Косила Смерть на поле славы
Только слабые побеги,
Маленькие травы.

На девочку никто не обращал внимания, никто даже не спросил, умеет ли она танцевать. Она следила за танцующими и думала, что в танцах нет ничего интересного; аккордеон ее раздражал, она удивлялась, как это взрослые могут скакать под такую музыку. Она поблагодарила женщин за кофе и сказала, что идет домой.

— Ну и правильно, проваливай отсюда, кому охота смотреть на такое чучело, да еще в штанах! — крикнул кто-то из мальчишек, стоящих у дверей, таким задиристым и вызывающим тоном, на какой способны только мальчишки переходного возраста.
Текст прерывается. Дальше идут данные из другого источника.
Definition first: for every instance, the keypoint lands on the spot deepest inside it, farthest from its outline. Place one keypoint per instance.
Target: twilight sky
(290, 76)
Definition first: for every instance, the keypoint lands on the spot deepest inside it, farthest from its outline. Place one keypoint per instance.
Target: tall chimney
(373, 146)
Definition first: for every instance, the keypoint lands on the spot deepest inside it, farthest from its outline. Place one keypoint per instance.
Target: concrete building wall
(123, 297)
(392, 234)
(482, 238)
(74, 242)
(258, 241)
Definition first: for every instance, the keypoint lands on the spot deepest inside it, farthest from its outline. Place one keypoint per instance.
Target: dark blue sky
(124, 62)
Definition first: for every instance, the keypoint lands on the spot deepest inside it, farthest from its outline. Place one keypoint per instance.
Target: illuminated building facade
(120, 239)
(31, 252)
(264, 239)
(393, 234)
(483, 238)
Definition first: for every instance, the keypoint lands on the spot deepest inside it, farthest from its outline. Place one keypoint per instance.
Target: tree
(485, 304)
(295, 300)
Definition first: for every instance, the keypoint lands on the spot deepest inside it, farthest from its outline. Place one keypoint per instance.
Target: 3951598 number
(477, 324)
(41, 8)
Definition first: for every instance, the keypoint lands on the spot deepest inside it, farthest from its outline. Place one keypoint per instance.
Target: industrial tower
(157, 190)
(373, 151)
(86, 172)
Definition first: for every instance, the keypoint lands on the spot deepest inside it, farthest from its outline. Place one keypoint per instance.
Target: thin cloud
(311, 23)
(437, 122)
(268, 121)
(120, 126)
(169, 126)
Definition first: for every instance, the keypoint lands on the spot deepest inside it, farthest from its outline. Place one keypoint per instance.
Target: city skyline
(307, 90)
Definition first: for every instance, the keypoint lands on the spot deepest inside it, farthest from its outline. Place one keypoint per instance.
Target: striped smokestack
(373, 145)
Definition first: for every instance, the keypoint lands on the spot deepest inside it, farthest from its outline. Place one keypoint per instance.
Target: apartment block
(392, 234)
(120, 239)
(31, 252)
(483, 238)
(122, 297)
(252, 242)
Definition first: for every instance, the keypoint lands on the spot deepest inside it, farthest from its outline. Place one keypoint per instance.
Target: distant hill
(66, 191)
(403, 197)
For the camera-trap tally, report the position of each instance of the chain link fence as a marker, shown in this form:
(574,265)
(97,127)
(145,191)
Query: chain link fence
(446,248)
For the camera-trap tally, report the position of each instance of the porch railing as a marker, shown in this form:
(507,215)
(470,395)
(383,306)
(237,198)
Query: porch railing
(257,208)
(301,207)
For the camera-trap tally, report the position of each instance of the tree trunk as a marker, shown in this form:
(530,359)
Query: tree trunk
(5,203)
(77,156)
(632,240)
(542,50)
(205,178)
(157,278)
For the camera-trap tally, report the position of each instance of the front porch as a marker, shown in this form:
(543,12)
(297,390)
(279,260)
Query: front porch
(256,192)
Салка Валка обернулась и встретила наглую улыбку на хорошеньком, как у девочки, лице купеческого сына.

— Заткнись, ты, поросенок! — отрезала Салка.

— Ты что, забыла, как наша служанка собирала с тебя вшей? Эй, ребята, ловите ее, будем искать у нее вшей.

Раздался веселый смех, все они были не прочь позабавиться. Один из них, постарше, крикнул, что не мешало бы выяснить, девчонка она или мальчишка. Посыпались шутки, прибаутки, одна остроумнее другой.